Zhang Baochang, Yang Wankou, Wang Ze, Zhuo Lian, Han Jungong, Zhen Xiantong
IEEE Trans Image Process. 2019 Nov 25. doi: 10.1109/TIP.2019.2954178.
Representation learning is a fundamental but challenging problem, especially when the distribution of data is unknown. In this paper, we propose a new representation learning method, named Structure Transfer Machine (STM), which enables feature learning process to converge at the representation expectation in a probabilistic way. We theoretically show that such an expected value of the representation (mean) is achievable if the manifold structure can be transferred from the data space to the feature space. The resulting structure regularization term, named manifold loss, is incorporated into the loss function of the typical deep learning pipeline. The STM architecture is constructed to enforce the learned deep representation to satisfy the intrinsic manifold structure from the data, which results in robust features that suit various application scenarios, such as digit recognition, image classification and object tracking. Compared with state-of-the-art CNN architectures, we achieve better results on several commonly used public benchmarks.

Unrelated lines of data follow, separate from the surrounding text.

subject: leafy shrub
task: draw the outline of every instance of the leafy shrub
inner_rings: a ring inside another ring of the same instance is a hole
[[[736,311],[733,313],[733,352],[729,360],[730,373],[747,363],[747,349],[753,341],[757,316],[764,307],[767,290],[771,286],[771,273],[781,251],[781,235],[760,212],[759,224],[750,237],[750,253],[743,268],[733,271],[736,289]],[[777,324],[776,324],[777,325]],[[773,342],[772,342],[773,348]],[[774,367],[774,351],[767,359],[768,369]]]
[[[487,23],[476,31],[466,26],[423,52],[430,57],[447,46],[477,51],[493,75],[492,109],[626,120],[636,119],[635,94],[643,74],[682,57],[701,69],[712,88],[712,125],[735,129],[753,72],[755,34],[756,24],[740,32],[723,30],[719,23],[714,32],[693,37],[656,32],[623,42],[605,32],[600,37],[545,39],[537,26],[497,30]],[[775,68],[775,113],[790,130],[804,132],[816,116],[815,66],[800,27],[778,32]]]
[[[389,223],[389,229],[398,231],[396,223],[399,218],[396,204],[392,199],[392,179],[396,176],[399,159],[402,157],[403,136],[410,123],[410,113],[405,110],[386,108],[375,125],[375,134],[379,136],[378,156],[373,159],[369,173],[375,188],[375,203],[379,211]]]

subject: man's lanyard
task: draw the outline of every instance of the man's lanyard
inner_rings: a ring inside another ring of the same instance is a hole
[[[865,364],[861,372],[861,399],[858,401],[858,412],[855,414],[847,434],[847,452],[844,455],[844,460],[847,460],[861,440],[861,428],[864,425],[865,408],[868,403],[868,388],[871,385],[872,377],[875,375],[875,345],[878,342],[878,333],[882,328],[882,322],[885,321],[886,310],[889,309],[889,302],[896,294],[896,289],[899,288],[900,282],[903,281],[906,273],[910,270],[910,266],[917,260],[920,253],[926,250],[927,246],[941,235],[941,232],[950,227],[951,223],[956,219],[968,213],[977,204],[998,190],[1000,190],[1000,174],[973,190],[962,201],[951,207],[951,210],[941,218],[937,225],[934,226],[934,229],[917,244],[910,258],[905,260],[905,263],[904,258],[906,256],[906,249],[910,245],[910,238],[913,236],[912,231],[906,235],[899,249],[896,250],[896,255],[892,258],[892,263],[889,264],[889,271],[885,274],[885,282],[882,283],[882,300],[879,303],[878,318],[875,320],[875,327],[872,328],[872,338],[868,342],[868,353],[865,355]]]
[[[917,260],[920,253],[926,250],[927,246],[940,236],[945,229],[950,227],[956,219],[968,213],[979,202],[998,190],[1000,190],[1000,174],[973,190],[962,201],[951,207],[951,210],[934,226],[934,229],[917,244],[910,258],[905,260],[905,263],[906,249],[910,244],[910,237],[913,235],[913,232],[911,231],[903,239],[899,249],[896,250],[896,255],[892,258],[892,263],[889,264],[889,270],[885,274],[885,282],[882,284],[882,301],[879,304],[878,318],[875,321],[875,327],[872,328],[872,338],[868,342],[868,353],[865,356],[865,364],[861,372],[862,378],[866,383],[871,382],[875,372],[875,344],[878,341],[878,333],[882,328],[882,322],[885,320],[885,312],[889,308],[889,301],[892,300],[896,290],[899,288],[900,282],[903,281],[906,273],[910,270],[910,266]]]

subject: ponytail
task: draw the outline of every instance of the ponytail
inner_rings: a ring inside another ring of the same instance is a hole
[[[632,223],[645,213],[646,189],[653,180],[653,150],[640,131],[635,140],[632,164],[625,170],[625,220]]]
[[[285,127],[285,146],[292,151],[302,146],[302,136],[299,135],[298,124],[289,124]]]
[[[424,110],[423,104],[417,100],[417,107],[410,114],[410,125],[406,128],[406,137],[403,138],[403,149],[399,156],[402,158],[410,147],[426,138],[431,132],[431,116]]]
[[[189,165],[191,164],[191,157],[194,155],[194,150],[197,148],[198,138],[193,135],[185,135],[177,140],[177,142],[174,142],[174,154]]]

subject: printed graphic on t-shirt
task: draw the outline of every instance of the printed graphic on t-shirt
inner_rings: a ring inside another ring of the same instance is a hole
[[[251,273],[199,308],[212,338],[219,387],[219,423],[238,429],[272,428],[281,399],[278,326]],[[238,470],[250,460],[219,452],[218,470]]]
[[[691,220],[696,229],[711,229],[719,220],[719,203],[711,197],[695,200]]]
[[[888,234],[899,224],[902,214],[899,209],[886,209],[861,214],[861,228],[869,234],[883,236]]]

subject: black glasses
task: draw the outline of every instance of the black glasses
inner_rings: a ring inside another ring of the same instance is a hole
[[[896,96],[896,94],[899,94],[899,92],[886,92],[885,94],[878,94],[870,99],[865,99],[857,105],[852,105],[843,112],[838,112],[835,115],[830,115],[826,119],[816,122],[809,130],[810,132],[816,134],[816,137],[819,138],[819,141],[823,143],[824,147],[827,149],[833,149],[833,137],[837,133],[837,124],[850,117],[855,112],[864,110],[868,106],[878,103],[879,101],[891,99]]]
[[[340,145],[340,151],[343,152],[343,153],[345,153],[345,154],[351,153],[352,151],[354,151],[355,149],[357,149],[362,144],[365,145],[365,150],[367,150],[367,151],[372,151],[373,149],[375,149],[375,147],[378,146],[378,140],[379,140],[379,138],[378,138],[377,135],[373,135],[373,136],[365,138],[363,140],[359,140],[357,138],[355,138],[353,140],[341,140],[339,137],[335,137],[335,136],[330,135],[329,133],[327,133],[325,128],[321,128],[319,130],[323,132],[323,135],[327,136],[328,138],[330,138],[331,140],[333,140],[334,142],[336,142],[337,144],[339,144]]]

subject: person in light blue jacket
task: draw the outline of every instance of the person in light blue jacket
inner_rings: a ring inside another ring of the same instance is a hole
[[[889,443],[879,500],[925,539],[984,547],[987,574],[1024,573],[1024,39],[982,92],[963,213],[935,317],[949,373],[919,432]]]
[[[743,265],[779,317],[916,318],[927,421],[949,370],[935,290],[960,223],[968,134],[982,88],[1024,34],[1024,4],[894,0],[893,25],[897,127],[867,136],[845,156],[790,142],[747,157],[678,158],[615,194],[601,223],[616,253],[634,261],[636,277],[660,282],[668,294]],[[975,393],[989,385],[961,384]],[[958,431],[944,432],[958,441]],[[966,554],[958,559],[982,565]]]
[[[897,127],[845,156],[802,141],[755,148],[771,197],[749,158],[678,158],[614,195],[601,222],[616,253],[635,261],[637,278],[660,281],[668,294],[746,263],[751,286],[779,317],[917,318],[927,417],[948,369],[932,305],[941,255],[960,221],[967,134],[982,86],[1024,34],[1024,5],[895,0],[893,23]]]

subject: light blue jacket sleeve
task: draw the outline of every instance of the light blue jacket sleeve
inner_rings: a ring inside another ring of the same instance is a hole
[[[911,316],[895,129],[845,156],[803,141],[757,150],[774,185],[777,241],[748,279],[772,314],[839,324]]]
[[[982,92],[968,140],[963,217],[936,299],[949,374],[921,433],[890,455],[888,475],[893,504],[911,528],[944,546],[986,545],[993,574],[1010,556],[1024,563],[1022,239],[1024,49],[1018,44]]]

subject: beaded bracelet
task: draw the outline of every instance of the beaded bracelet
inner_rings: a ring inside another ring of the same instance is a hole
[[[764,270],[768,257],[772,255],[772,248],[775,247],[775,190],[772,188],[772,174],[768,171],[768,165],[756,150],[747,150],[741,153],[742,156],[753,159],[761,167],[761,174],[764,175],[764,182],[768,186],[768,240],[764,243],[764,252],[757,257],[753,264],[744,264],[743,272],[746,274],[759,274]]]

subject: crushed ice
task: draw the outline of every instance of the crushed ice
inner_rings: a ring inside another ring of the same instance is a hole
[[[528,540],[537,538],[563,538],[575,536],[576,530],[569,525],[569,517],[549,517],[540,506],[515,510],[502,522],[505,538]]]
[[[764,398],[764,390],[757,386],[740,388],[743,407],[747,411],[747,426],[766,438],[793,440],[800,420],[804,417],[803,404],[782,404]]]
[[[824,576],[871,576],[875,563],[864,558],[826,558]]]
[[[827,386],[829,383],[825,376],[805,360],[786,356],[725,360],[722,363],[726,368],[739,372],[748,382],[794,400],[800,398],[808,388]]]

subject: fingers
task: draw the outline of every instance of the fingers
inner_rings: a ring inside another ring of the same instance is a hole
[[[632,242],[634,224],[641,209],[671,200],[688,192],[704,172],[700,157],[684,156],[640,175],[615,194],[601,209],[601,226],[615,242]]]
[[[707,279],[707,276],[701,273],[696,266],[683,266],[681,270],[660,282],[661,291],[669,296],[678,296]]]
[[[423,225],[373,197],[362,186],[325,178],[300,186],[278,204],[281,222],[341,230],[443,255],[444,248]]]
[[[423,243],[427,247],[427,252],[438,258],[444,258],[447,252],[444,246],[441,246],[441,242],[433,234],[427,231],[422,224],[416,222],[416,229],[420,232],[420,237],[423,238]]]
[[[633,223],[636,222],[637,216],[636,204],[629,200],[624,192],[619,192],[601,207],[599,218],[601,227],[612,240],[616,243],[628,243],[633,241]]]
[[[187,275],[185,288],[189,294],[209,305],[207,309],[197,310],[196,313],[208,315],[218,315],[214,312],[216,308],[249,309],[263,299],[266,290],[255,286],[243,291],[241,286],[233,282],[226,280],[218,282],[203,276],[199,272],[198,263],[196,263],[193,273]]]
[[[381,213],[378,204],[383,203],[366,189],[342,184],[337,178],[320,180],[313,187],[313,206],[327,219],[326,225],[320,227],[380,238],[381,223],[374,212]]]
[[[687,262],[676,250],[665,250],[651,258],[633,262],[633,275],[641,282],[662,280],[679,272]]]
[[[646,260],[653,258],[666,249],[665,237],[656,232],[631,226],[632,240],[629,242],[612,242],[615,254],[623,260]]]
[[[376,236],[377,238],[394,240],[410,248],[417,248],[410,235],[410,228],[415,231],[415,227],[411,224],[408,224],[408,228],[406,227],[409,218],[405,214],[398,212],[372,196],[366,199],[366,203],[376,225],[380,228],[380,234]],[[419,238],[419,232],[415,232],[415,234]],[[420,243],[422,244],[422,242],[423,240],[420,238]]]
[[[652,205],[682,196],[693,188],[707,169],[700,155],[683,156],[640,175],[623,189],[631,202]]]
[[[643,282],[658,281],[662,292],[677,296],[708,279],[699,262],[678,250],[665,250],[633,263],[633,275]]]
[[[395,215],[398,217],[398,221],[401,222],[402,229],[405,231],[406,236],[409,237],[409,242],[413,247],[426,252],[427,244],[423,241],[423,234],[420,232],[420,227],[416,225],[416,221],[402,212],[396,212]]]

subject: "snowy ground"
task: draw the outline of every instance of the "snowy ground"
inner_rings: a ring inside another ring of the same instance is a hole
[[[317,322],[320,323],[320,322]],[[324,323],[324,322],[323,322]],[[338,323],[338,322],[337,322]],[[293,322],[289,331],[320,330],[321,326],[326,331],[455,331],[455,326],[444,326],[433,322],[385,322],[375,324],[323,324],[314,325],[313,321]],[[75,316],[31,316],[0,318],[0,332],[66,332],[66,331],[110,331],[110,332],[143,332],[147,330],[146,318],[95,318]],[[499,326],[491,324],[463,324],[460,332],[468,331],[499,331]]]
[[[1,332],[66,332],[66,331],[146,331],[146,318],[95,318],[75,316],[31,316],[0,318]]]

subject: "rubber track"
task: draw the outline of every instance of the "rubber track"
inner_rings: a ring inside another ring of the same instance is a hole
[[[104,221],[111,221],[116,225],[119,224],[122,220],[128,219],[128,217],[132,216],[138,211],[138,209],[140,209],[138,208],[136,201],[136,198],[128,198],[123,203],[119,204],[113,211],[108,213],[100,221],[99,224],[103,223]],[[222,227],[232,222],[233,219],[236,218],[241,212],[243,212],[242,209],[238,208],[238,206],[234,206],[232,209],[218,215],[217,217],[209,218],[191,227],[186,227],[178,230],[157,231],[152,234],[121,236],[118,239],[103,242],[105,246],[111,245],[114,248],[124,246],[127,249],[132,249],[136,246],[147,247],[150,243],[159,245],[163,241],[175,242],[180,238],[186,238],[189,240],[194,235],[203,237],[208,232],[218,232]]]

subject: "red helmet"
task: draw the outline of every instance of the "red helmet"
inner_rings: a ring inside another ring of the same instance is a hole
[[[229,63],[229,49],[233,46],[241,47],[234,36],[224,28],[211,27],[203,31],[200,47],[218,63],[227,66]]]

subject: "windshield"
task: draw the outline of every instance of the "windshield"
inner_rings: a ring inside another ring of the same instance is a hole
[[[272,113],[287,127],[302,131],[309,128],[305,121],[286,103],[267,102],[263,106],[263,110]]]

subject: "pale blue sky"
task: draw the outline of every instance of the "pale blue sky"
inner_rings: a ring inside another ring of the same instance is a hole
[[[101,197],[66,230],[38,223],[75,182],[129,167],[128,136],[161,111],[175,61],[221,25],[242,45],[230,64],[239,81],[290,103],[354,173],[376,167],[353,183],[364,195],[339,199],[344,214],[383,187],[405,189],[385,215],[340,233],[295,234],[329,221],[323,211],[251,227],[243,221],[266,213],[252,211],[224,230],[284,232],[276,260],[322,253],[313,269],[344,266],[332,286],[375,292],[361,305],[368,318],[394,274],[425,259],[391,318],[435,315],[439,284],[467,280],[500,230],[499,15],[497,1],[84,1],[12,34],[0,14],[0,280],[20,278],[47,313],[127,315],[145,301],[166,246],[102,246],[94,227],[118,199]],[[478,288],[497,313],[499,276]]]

表示学习是一个基本但具有挑战性的问题,尤其是在数据分布未知的情况下。在本文中,我们提出了一种新的表示学习方法,称为结构转移机(STM),它能够使特征学习过程以概率方式收敛于表示期望。我们从理论上表明,如果流形结构可以从数据空间转移到特征空间,那么这种表示的期望值(均值)是可以实现的。由此产生的结构正则化项,称为流形损失,被纳入到典型深度学习管道的损失函数中。STM架构的构建是为了强制使学习到的深度表示满足数据的内在流形结构,从而产生适用于各种应用场景(如数字识别、图像分类和目标跟踪)的鲁棒特征。与当前最先进的卷积神经网络(CNN)架构相比,我们在几个常用的公共基准测试中取得了更好的结果。